The final "marital" relationship which demands consideration here is that between a man and an hetaira. Unlike other types of "wives," however, hetaira did not live with the men with whom they were involved. These women could be intelligent, beautiful, and respected companions for men and were usually foreign.7 They could have sexual relations with men and were paid, but the women were more than just sexually proficient high-class prostitutes. They were often educated in both politics and philosophy, and discussed these topics with men at symposia.8 On occasion, an hetaira would participate in a monogamous relationship with a specific man, but as a rule she would not live with him. If she did, she would then be considered a pallake. Aspasia, one of the most famous hetairai, became Pericles' concubine around 445 B.C. after impressing him with her broad knowledge and opinions on the day's political affairs. The only difference in their relationship that caused this change in designation for her was the status of their living arrangement.


Footnotes:
1. Sappho, fragment 44, lines 24 - 27, the Wedding of Hektor and Andromache. The translation is my own.
2. Menander, fr. 720.
3. For more on the legality of engue, see Patterson, Cynthia B. 1991. "Marriage and the Married Woman in Athenian Law" in Sarah B. Pomeroy (ed.) Women¹s History and Ancient History. Chapel Hill: 48-72. Here Patterson discusses engue and gamos as the most important parts of the marriage procedure. She stresses that engue was the private part of the procedure, but that it also established legitimacy for the union and the children it produced.
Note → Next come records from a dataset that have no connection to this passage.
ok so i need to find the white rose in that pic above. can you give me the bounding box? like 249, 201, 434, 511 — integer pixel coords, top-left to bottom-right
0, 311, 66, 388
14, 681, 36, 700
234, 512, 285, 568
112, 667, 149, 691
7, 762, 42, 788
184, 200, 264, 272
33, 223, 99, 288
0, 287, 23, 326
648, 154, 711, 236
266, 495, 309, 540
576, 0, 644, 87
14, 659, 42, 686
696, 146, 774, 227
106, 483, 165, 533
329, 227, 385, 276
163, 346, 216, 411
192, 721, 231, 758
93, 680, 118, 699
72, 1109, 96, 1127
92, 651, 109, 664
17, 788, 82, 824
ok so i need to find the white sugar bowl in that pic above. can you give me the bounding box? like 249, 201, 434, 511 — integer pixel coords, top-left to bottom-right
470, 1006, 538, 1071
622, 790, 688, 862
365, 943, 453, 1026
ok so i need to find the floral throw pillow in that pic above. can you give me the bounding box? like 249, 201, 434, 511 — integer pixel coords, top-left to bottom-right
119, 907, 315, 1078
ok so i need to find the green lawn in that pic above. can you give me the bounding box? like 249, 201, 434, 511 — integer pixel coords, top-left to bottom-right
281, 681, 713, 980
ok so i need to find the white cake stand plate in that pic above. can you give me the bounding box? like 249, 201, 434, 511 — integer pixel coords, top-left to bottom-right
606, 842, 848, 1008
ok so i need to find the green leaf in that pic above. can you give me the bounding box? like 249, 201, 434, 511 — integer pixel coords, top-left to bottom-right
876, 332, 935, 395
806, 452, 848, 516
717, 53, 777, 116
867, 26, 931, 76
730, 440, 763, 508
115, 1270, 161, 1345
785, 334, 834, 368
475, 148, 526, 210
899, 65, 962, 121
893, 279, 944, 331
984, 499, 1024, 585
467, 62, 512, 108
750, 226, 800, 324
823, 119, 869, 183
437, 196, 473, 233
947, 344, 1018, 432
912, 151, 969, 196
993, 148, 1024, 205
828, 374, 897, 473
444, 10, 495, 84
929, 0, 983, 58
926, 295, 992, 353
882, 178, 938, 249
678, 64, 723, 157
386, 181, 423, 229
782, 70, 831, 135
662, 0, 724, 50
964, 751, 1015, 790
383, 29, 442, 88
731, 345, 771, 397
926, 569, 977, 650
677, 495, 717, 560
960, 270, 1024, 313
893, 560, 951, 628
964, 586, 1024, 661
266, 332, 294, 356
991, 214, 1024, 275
4. By the fourth century, however, this practice had become uncommon, though why exactly is uncertain.
5. The property and the mother would pass to the control of the sons upon reaching puberty because the purpose of this type of marriage was not to establish a union, but to continue the line of the dead father. The husband was even required by law to engage in sexual intercourse with his wife at least three times a month in order to beget heirs for the dead father and not himself. In contrast, in an engue marriage, the husband would beget his own heirs.
6. Sealey, Raphael. 1990. Women and Law in Classical Greece. Chapel Hill, 25-36. During the Peloponnesian War, Athenian citizenship laws were relaxed in order to repopulate the society with males.
7. Aspasia was from Ionia, for example.
8. Generally, citizen women were not educated and were not allowed to attend symposia.